Meandering up a steep incline through Bogotá’s notoriously dangerous Barrio Egipto neighborhood—just steps from the city’s tourist-flooded historic district La Candelaria—I found that things seemed relatively normal. Kids are playing. Oldtimers are milling about. Women are carrying the groceries home. It all seems so mundane until motorcycle police come whizzing around the corner and down the hill toward our group. I see a policeman’s eyes light up. He hops off the back of the motorcycle even before it comes screeching to a halt. “You’re foreigners?” he exclaims in not only amazement but also genuine fear (for us, not himself!).
Our brave leader, rife with tattoos and healed bullet wounds, dressed in a ball cap and button-down denim shirt sealed to the top, is nicknamed “El Calabazo” (“The Pumpkin”).

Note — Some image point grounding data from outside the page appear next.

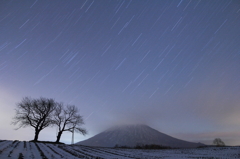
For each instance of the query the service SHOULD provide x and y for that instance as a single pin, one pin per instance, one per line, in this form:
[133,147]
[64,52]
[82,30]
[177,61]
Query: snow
[29,150]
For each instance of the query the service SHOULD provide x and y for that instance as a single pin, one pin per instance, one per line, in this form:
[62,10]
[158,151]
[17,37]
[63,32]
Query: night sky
[173,65]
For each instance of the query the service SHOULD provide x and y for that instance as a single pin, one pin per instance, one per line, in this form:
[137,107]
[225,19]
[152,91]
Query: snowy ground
[29,150]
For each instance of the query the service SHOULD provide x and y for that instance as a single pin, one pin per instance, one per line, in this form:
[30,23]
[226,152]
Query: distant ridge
[132,135]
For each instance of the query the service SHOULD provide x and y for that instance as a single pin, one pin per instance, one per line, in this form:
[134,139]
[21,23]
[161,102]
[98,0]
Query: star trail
[171,64]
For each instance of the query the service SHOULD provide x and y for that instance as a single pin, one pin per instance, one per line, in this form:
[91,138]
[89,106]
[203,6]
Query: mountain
[132,135]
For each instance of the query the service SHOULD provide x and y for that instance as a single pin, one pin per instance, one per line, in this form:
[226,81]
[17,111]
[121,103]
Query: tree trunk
[36,135]
[59,136]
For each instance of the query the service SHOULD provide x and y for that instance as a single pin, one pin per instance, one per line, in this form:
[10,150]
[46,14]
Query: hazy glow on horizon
[173,65]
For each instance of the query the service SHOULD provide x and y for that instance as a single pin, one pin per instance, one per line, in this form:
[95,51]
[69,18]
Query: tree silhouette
[35,113]
[68,119]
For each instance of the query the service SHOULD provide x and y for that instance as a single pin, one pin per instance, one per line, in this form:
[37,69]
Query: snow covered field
[30,150]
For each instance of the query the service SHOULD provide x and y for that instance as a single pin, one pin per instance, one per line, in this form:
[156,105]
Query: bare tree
[35,113]
[218,142]
[68,119]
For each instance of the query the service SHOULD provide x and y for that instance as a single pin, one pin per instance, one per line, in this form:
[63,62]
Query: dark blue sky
[173,65]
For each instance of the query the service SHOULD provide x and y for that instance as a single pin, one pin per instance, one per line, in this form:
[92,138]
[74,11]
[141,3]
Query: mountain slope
[131,135]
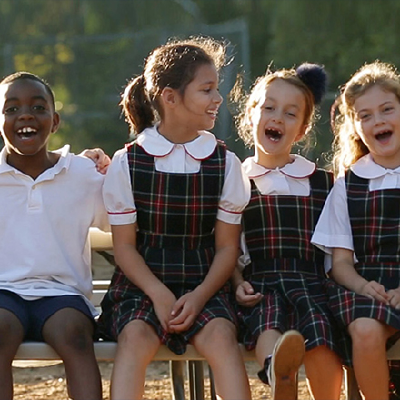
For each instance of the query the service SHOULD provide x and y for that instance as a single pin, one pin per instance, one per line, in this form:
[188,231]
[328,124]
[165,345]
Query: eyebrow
[34,98]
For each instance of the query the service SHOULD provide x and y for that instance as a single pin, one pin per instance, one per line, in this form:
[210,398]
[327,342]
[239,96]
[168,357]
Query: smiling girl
[175,196]
[281,291]
[360,222]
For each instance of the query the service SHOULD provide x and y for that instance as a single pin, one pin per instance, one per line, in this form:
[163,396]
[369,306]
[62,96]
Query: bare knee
[367,333]
[218,334]
[74,334]
[138,334]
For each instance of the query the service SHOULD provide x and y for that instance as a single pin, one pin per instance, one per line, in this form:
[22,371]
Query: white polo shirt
[333,229]
[174,158]
[44,243]
[290,180]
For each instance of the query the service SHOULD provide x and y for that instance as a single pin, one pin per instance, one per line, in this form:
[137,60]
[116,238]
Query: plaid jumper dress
[375,223]
[176,215]
[286,268]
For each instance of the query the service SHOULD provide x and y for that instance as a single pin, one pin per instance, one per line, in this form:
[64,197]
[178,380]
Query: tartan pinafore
[176,215]
[375,224]
[286,268]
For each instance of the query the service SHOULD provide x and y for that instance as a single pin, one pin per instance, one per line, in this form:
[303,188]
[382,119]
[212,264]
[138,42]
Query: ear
[56,122]
[169,97]
[302,133]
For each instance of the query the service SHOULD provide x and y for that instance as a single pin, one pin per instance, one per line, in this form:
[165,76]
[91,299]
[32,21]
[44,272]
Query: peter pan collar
[300,168]
[158,146]
[367,168]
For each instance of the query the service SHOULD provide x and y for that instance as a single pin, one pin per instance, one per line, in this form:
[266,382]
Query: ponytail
[138,111]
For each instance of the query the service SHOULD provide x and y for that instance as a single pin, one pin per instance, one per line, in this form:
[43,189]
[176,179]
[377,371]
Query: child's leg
[265,345]
[369,357]
[70,333]
[11,336]
[324,373]
[218,344]
[137,345]
[284,355]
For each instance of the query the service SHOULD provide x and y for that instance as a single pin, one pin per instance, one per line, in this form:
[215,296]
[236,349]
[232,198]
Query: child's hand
[185,311]
[376,291]
[100,158]
[394,296]
[245,295]
[163,306]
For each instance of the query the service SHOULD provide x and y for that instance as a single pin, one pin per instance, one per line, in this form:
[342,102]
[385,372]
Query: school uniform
[364,215]
[284,266]
[45,259]
[175,193]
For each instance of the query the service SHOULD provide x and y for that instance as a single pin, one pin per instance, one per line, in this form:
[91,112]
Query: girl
[360,222]
[282,290]
[174,197]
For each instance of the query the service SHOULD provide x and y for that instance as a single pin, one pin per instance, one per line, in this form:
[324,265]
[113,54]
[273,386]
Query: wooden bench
[191,360]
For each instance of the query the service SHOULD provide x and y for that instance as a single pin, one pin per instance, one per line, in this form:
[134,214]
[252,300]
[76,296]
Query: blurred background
[88,50]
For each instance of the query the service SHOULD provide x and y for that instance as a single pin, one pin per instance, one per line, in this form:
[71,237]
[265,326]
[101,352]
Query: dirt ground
[47,382]
[44,381]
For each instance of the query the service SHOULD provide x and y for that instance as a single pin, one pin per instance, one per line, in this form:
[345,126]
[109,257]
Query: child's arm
[134,267]
[244,292]
[344,273]
[101,159]
[190,305]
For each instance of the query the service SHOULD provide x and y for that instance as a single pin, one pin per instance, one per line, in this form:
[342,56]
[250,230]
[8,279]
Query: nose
[218,98]
[25,113]
[378,118]
[277,116]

He is a member of La 10ma, one of four gangs that control parts of this crime-ridden neighborhood. He tells the police not to worry, that we are safe with him. The police balk at the idea. El Calabazo insists. “OK, whatever… “ the policeman relents. “You’re responsible for their safety.”

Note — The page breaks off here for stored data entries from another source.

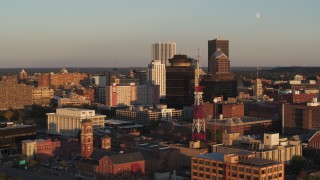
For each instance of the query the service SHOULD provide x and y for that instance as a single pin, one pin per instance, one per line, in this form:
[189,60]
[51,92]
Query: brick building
[42,96]
[88,94]
[53,80]
[297,98]
[244,125]
[270,147]
[234,166]
[227,110]
[232,110]
[12,134]
[14,95]
[263,110]
[41,149]
[100,163]
[299,118]
[314,141]
[145,115]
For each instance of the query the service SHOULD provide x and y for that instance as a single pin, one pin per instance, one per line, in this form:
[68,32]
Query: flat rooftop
[238,121]
[212,156]
[75,109]
[116,122]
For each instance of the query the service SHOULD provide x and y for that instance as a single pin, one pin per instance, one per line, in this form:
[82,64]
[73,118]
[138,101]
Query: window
[275,169]
[248,170]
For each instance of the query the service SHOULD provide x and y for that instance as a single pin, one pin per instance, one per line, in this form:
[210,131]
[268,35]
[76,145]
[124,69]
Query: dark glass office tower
[180,82]
[213,45]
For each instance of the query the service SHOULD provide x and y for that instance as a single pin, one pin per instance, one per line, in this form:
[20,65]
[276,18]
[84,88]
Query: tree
[8,115]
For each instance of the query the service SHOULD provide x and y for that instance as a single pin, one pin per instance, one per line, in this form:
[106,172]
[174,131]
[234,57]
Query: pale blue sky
[101,33]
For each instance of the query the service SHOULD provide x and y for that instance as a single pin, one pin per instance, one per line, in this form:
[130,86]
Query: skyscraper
[213,45]
[219,81]
[157,76]
[163,51]
[180,84]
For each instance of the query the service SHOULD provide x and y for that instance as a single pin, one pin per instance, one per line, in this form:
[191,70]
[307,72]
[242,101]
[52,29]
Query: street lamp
[67,171]
[215,100]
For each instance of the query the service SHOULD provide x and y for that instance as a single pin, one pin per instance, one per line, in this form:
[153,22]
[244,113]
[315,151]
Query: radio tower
[198,124]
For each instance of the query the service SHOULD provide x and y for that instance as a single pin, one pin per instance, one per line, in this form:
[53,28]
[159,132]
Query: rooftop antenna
[197,77]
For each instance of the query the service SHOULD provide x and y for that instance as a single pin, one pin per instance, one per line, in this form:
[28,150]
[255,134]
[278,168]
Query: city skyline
[119,34]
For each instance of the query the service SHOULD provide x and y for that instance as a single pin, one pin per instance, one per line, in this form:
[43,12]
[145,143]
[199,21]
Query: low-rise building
[272,147]
[145,115]
[244,125]
[67,121]
[45,149]
[220,166]
[42,96]
[299,118]
[12,134]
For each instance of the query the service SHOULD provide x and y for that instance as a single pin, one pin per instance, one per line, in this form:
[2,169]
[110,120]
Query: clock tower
[86,138]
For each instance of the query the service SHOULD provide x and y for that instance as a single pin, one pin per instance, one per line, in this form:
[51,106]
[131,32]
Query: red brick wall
[314,143]
[233,110]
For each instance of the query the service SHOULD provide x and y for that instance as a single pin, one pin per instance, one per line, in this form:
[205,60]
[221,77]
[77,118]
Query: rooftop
[212,156]
[237,121]
[258,162]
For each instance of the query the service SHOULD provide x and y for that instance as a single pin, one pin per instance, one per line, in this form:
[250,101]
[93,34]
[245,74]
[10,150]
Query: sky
[119,33]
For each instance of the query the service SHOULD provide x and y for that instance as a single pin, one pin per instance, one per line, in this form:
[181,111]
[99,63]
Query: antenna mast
[198,124]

And that is precisely the point. We are in the midst of what is surely Bogotá’s most fascinating new city tour, a walk around Barrio Egipto—a neighborhood that foreigners are warned not to go anywhere near—with gangbangers who have given up a life of crime in favor of this cultural tourism initiative started by Universidad Externado de Colombia in cooperation with Impulse Travel (impulsetravel.co). They’ve traded guns for guiding, if you will.

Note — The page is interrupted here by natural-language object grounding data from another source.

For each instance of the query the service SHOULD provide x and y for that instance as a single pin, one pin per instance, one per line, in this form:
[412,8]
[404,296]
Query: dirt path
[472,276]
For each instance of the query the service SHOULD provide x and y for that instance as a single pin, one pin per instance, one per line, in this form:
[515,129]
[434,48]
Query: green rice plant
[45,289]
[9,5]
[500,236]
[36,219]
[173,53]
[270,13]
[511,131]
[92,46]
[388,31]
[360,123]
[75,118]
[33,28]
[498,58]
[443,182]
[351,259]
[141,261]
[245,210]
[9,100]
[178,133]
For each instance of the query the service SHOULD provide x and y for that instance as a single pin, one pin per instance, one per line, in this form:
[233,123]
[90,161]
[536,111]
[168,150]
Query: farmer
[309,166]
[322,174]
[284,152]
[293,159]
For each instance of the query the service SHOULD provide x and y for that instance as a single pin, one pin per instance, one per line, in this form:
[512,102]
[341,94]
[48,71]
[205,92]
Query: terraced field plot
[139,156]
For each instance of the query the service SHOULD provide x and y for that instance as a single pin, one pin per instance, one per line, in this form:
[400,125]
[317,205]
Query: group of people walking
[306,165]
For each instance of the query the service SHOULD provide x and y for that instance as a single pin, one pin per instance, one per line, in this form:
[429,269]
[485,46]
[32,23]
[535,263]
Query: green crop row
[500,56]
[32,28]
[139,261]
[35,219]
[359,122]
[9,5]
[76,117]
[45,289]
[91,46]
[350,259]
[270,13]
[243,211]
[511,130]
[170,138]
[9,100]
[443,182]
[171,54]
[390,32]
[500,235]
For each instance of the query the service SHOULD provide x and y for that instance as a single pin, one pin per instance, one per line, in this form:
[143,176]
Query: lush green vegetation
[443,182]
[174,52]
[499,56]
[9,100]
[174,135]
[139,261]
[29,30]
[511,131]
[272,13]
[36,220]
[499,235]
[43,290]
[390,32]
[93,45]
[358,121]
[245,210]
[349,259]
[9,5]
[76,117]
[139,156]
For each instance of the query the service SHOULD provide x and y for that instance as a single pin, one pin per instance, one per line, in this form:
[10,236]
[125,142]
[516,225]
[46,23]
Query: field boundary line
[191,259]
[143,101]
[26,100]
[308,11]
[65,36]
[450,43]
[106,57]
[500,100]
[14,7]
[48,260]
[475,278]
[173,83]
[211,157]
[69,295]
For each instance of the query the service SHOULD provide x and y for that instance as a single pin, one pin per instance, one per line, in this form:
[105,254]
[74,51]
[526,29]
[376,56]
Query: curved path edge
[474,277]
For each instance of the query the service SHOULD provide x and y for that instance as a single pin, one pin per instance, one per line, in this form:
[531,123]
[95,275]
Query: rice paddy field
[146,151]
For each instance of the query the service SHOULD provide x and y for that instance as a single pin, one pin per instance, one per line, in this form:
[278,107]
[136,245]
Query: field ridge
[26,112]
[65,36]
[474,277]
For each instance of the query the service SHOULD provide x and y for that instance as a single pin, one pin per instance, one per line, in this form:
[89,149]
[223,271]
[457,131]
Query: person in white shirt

On the Breaking Borders tour, you learn the history of organized crime in the neighborhood, take in outstanding city views, visit the homes of former gang members, and, if you’re lucky, try some local chicha (homemade hooch made from fermented corn). Proceeds and tips not only help support the community, but also help keep previous criminals like El Calabazo off the streets—he earns COP$25,000 per person per tour. On a good day, that’s much better pay than flipping iPhones! And they say tourism doesn’t pay!